Betsey Johnson was still in her senior year in college in 1963 when she entered and won the Mademoiselle magazine Guest Editor Contest. Now with her focus on fashion, within the year she was the in-house designer for the Manhattan boutique Paraphernalia. Her signature style might later be thought of as “Over the Top but More So,” but her early creations were simple shift dresses, with bold zigzags or diamonds, in silver lamé fishnet or faux suede or with skin-revealing grommets. Simple but young, fun, wearable, and shockingly new.

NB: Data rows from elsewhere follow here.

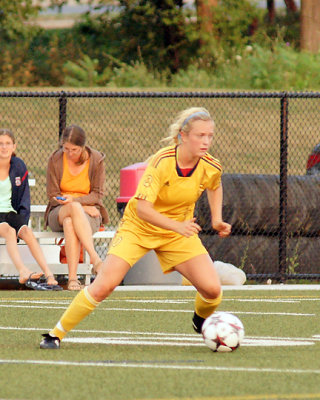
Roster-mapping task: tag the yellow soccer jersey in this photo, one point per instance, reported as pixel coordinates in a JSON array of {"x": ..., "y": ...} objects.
[{"x": 172, "y": 195}]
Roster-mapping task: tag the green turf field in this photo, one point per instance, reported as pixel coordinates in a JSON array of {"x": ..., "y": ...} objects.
[{"x": 140, "y": 345}]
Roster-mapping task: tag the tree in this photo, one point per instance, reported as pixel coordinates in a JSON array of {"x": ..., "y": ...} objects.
[
  {"x": 309, "y": 28},
  {"x": 13, "y": 18}
]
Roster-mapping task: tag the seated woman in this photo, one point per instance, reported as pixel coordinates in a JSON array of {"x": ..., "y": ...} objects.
[
  {"x": 15, "y": 213},
  {"x": 75, "y": 188}
]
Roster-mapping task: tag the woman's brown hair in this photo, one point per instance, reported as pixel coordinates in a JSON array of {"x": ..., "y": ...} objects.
[
  {"x": 75, "y": 135},
  {"x": 7, "y": 132}
]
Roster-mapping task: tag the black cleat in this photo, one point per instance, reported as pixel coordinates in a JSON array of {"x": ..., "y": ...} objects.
[
  {"x": 49, "y": 342},
  {"x": 197, "y": 322}
]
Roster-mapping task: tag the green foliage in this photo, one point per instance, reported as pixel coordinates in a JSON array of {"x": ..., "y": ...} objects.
[
  {"x": 156, "y": 44},
  {"x": 135, "y": 75},
  {"x": 278, "y": 68}
]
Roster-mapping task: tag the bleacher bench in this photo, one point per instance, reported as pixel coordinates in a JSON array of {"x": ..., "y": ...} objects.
[{"x": 51, "y": 250}]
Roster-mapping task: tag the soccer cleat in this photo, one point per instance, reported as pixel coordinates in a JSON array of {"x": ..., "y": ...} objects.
[
  {"x": 197, "y": 322},
  {"x": 49, "y": 342}
]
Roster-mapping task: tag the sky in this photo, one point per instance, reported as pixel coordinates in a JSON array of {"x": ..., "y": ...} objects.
[{"x": 73, "y": 7}]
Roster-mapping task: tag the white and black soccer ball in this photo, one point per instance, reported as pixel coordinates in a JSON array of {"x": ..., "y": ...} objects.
[{"x": 222, "y": 332}]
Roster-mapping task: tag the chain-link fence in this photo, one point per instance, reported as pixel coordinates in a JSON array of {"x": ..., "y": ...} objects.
[{"x": 263, "y": 141}]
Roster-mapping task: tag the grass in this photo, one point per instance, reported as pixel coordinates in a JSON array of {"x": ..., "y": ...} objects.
[{"x": 141, "y": 359}]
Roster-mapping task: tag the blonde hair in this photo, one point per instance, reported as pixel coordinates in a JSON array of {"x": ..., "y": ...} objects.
[
  {"x": 184, "y": 120},
  {"x": 7, "y": 132},
  {"x": 75, "y": 135}
]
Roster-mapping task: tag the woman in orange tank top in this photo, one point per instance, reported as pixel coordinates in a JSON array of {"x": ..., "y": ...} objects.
[{"x": 75, "y": 188}]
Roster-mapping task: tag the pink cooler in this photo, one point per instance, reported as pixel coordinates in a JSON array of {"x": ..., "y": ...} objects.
[{"x": 129, "y": 179}]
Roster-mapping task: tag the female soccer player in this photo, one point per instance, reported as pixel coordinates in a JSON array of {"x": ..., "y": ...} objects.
[
  {"x": 160, "y": 217},
  {"x": 15, "y": 213}
]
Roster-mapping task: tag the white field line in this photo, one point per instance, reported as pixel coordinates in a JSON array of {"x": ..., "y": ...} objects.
[
  {"x": 160, "y": 310},
  {"x": 169, "y": 339},
  {"x": 170, "y": 288},
  {"x": 130, "y": 364},
  {"x": 182, "y": 342},
  {"x": 165, "y": 301}
]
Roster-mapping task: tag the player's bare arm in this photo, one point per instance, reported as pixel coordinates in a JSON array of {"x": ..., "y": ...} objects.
[
  {"x": 146, "y": 211},
  {"x": 215, "y": 198}
]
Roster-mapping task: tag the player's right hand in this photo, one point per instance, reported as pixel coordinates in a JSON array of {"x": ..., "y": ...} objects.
[{"x": 189, "y": 228}]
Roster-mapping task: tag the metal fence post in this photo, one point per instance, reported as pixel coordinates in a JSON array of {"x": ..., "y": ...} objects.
[
  {"x": 62, "y": 112},
  {"x": 283, "y": 187}
]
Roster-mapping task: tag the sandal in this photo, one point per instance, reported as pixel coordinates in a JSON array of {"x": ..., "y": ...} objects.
[
  {"x": 74, "y": 285},
  {"x": 36, "y": 276}
]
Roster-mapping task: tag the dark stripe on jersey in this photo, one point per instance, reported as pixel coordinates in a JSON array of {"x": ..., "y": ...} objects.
[
  {"x": 213, "y": 162},
  {"x": 188, "y": 174}
]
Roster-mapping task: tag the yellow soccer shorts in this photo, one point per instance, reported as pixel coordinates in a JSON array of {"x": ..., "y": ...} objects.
[{"x": 172, "y": 250}]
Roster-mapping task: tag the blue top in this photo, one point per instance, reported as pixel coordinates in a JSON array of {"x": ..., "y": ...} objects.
[{"x": 20, "y": 196}]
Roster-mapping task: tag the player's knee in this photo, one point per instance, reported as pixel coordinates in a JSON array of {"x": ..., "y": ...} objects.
[
  {"x": 67, "y": 223},
  {"x": 76, "y": 208},
  {"x": 25, "y": 232},
  {"x": 100, "y": 292},
  {"x": 212, "y": 292}
]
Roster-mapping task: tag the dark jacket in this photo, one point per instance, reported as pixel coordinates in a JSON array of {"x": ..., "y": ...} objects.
[{"x": 20, "y": 196}]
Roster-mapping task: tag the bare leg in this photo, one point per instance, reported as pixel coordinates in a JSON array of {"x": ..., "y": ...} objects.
[
  {"x": 110, "y": 275},
  {"x": 7, "y": 232},
  {"x": 81, "y": 227},
  {"x": 27, "y": 235},
  {"x": 201, "y": 273}
]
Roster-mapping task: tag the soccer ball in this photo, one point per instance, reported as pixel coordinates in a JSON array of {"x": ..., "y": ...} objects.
[{"x": 222, "y": 332}]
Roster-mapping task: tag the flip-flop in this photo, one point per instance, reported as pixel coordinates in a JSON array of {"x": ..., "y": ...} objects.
[
  {"x": 38, "y": 285},
  {"x": 39, "y": 275},
  {"x": 43, "y": 281}
]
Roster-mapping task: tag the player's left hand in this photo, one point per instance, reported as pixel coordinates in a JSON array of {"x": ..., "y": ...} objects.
[{"x": 223, "y": 228}]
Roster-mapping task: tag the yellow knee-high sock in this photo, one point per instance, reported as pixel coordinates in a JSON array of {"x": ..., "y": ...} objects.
[
  {"x": 82, "y": 305},
  {"x": 205, "y": 307}
]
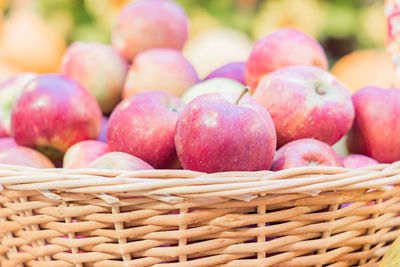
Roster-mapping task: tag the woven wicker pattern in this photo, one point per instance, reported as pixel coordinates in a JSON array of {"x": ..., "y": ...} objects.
[{"x": 314, "y": 216}]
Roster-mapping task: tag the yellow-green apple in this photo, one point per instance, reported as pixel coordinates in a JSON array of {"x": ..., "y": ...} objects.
[
  {"x": 149, "y": 24},
  {"x": 376, "y": 127},
  {"x": 99, "y": 68},
  {"x": 160, "y": 69},
  {"x": 119, "y": 161},
  {"x": 144, "y": 126},
  {"x": 285, "y": 47},
  {"x": 25, "y": 156},
  {"x": 6, "y": 143},
  {"x": 82, "y": 153},
  {"x": 214, "y": 85},
  {"x": 305, "y": 152},
  {"x": 53, "y": 113},
  {"x": 235, "y": 71},
  {"x": 306, "y": 102},
  {"x": 223, "y": 132},
  {"x": 355, "y": 161},
  {"x": 9, "y": 92}
]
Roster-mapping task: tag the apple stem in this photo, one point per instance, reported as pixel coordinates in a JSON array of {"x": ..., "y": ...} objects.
[{"x": 245, "y": 90}]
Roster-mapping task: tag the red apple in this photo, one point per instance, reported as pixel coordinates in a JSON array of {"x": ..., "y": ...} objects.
[
  {"x": 356, "y": 161},
  {"x": 99, "y": 68},
  {"x": 53, "y": 113},
  {"x": 235, "y": 71},
  {"x": 216, "y": 134},
  {"x": 305, "y": 152},
  {"x": 144, "y": 126},
  {"x": 25, "y": 156},
  {"x": 306, "y": 102},
  {"x": 377, "y": 124},
  {"x": 160, "y": 69},
  {"x": 149, "y": 24},
  {"x": 82, "y": 153},
  {"x": 9, "y": 92},
  {"x": 119, "y": 161},
  {"x": 6, "y": 143},
  {"x": 285, "y": 47}
]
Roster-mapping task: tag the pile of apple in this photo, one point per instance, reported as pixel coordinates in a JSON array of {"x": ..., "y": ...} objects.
[{"x": 139, "y": 104}]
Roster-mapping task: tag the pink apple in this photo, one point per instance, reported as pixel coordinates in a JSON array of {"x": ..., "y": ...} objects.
[
  {"x": 119, "y": 161},
  {"x": 356, "y": 161},
  {"x": 25, "y": 156},
  {"x": 306, "y": 102},
  {"x": 82, "y": 153},
  {"x": 160, "y": 69},
  {"x": 53, "y": 113},
  {"x": 9, "y": 92},
  {"x": 149, "y": 24},
  {"x": 377, "y": 124},
  {"x": 144, "y": 126},
  {"x": 305, "y": 152},
  {"x": 6, "y": 143},
  {"x": 214, "y": 134},
  {"x": 235, "y": 71},
  {"x": 99, "y": 68},
  {"x": 285, "y": 47}
]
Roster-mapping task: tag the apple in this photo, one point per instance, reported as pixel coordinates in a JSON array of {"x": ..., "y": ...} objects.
[
  {"x": 25, "y": 156},
  {"x": 119, "y": 161},
  {"x": 6, "y": 143},
  {"x": 305, "y": 152},
  {"x": 144, "y": 126},
  {"x": 214, "y": 85},
  {"x": 9, "y": 92},
  {"x": 160, "y": 69},
  {"x": 235, "y": 71},
  {"x": 355, "y": 161},
  {"x": 82, "y": 153},
  {"x": 285, "y": 47},
  {"x": 149, "y": 24},
  {"x": 99, "y": 68},
  {"x": 377, "y": 123},
  {"x": 306, "y": 102},
  {"x": 223, "y": 132},
  {"x": 53, "y": 113}
]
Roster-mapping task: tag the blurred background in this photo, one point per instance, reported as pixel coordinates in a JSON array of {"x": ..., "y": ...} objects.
[{"x": 35, "y": 33}]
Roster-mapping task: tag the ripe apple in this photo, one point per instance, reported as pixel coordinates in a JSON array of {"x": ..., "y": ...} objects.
[
  {"x": 99, "y": 68},
  {"x": 160, "y": 69},
  {"x": 306, "y": 102},
  {"x": 144, "y": 126},
  {"x": 305, "y": 152},
  {"x": 25, "y": 156},
  {"x": 376, "y": 127},
  {"x": 218, "y": 132},
  {"x": 356, "y": 161},
  {"x": 149, "y": 24},
  {"x": 82, "y": 153},
  {"x": 214, "y": 85},
  {"x": 6, "y": 143},
  {"x": 9, "y": 92},
  {"x": 235, "y": 71},
  {"x": 53, "y": 113},
  {"x": 119, "y": 161},
  {"x": 285, "y": 47}
]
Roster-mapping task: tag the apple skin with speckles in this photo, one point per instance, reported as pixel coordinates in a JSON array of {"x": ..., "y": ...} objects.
[
  {"x": 53, "y": 113},
  {"x": 214, "y": 134},
  {"x": 306, "y": 102},
  {"x": 144, "y": 126}
]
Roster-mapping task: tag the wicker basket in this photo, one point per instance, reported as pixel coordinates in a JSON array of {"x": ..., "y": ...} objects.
[{"x": 314, "y": 216}]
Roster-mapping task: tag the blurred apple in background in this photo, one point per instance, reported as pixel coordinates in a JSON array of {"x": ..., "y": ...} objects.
[
  {"x": 215, "y": 85},
  {"x": 160, "y": 69}
]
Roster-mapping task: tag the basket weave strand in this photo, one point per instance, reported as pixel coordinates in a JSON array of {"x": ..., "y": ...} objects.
[{"x": 310, "y": 216}]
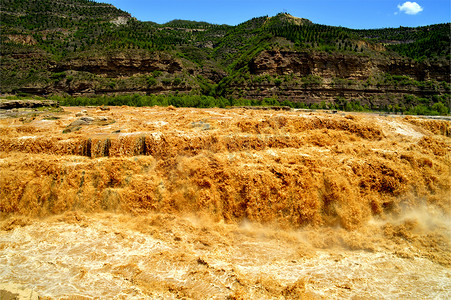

Paraphernalia was definitely a “wear now” store, popular with rock musicians and the downtown party crowd. Before long, Ms. Johnson was part of that scene, friends with Andy Warhol, Robert Mapplethorpe, and the Velvet Underground (her first husband was John Cale, then a member of the band).

When Paraphernalia fizzled at the end of the 1960s, Betsey left them and opened her first store, Betsey Bunky Nini, and at the same time started designing for the Alley Cat label — incredibly detailed and funky knitwear — until they wanted to go all taupe and beige. Then she left them too.

It seems she was a born nonconformist.

“First collection with girlfriends and Chantal (far right)!” writes Betsey Johnson.

 

Throughout fashion history there have always been the rare oddballs who said, “Let’s try something different.” And then there were the copycats who followed behind but often went too far. What about shoving a wicker cage up your skirt so wide that you could only get through a doorway sideways? Great idea! Let’s do it! Cruel corsets to make wasp waists? Every woman had to be a Scarlett O’Hara. Bustles, bullet bras, mullets, catsuits, and don’t even mention stiletto heels. When showing an ankle became blasphemy, even table legs had little skirts. Men, who once endeavored to wear ever bigger and bolder codpieces, ended up shackled to the necktie. Because that’s what the guy or girl next door is doing and we don’t want to be different, to stand out from the crowd, do we?

But Ms. Johnson had a light touch. No sooner had the fashion world started copying her than she was on to the next thing — mimsy shepherdesses, tulle extravaganzas, shocking pink lace-up boots, sequined bomber jackets — no idea so outlandish that she couldn’t pull it off. She traveled the world in search of ideas and fabrics and brought a joy and silliness to fashion that was a breath of fresh air.

Fashion is youth. I am sure there is someone somewhere (maybe at this very moment in lockdown wearing dirty old sweatpants) who thinks back fondly to her Betsey Johnson metallic blue minidress with orange striped leg warmers and purple fake fur jacket and thinks, “I am so glad I did that!”

One store (they were all painted bright pink), followed another until there were 66 countrywide (including one on the Reutershan parking lot in East Hampton). She and her partner managed to juggle the increasing business demands, but eventually the company got so big that they could no longer manage on their own. They reluctantly decided to sell half the company to a hedge fund on the agreement that the fund would run the day-to-day business.

And we all know how that one ends.

“Signing her soul over to the devil,” as she put it, remains one of her few regrets. They fired her favorite people, crushed her ideas, imposed a gray corporate uniformity, and sales slumped.

When the 2008 crash came, the suits filed for bankruptcy. But Ms. Johnson had survived two more husbands, single motherhood, and breast cancer, and she weathered that storm as well. The same year, she was awarded the National Arts Club Medal of Honor for Lifetime Achievement in Fashion.

Betsey Johnson’s story is a fascinating one. A young woman who carved a great swath through the rather conservative American fashion scene with nothing but her own talent and a seemingly inexhaustible energy. But the memoir leaves you wanting something more. The car speeds along, the trip is exciting, the bodywork is just lovely, but the hood isn’t lifted far enough to reveal what made the engine that is Betsey Johnson so special, so surprisingly different.


Sheridan Sansegundo, former arts editor at The Star, lives in San Miguel de Allende, Mexico.

Betsey Johnson had a house in East Hampton from 2000 to 2016.